Release erli18n-v0.6.0

Choose a tag to compare

@github-actions github-actions released this 26 Jun 03:09

Phase 5: per-request localization middleware for Cowboy and Elli, plus the
pure negotiation core, structural performance/correctness fixes on the new
per-request path, and two general latent-bug fixes surfaced by a test-adequacy
audit (UTF-8 truncation in the interpolator, non-UTF-8 byte escaping in the PO
serializer). Additive under the 0.x SemVer policy — new optional adapter
modules, a new public core module, and one new facade function; the default
kernel + stdlib build is unchanged.

Added

  • Per-request localization middleware for Cowboy and Elli (roadmap Phase 5).
    Two new optional adapter modules make per-request locale negotiation
    turnkey:

    • erli18n_cowboy — a cowboy_middleware that negotiates the request locale
      and calls erli18n:setlocale/1 before the handler runs.
    • erli18n_elli — the Elli elli_middleware counterpart (preprocess/2).
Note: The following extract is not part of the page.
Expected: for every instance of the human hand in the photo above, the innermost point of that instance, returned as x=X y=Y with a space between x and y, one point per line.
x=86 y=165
    Both delegate to the existing erli18n_negotiate engine via a new pure,
    framework-agnostic core, erli18n_http, which resolves the locale from an
    ordered set of sources — default precedence query > cookie > Accept-Language
    header > default
    (configurable), with cookie/query overrides canonicalized
    and the header parsed by the fail-soft RFC 9110 parser. The chosen locale is
    also placed in the Cowboy Env (erli18n_locale) and, by default, in logger
    process metadata.

    Per-request resolution is lazy and short-circuiting: each source is
    extracted only when it is reached, and negotiation stops at the first source
    that yields a supported locale — so a request answered by an earlier-precedence
    source never pays for the cookie split or header parse of the later ones. The
    adapters resolve available / default lazily too: erli18n:loaded_locales/0
    is forced only once a source actually yields a value, erli18n:default_locale/0
    only on a total miss, and an explicitly-supplied available / default is
    zero-cost. Both the Cowboy and Elli query seams are total and fail-soft:
    each adapter feeds the raw query binary (from the framework's own total
    accessor — cowboy_req:qs/1, elli_request:query_str/1) to a single pure-core
    parser, erli18n_http:query_value/2, instead of the framework's raising query
    decoder. A value-less ?locale and a malformed percent-escape (?locale=%ZZ,
    a bare ?%, a truncated ?locale=%E0%) are skipped rather than crashing the
    request. Per-request option values are validated at the run/2 boundary:
    a malformed default (non-binary) or available (not a list, or a list with
    bad elements) is dropped so the documented default applies
    (erli18n:default_locale/0 / erli18n:loaded_locales/0), emitting a one-time
    logger:warning — operator misconfiguration is fail-soft-and-observable,
    never request-fatal.

    cowboy and elli are optional in the same way as telemetry: they are
    declared in optional_applications and are not runtime dependencies of the
    published package, which still builds and runs on kernel + stdlib alone.
    The module docs document the per-process / not-inherited-across-spawn locale
    model and the broader cross-process handoff hazard (pooled workers, shared
    gen_servers, Task-style spawns, Cowboy stream handlers that offload), the
    mitigations, and a Phoenix interop note (no Elixir dependency).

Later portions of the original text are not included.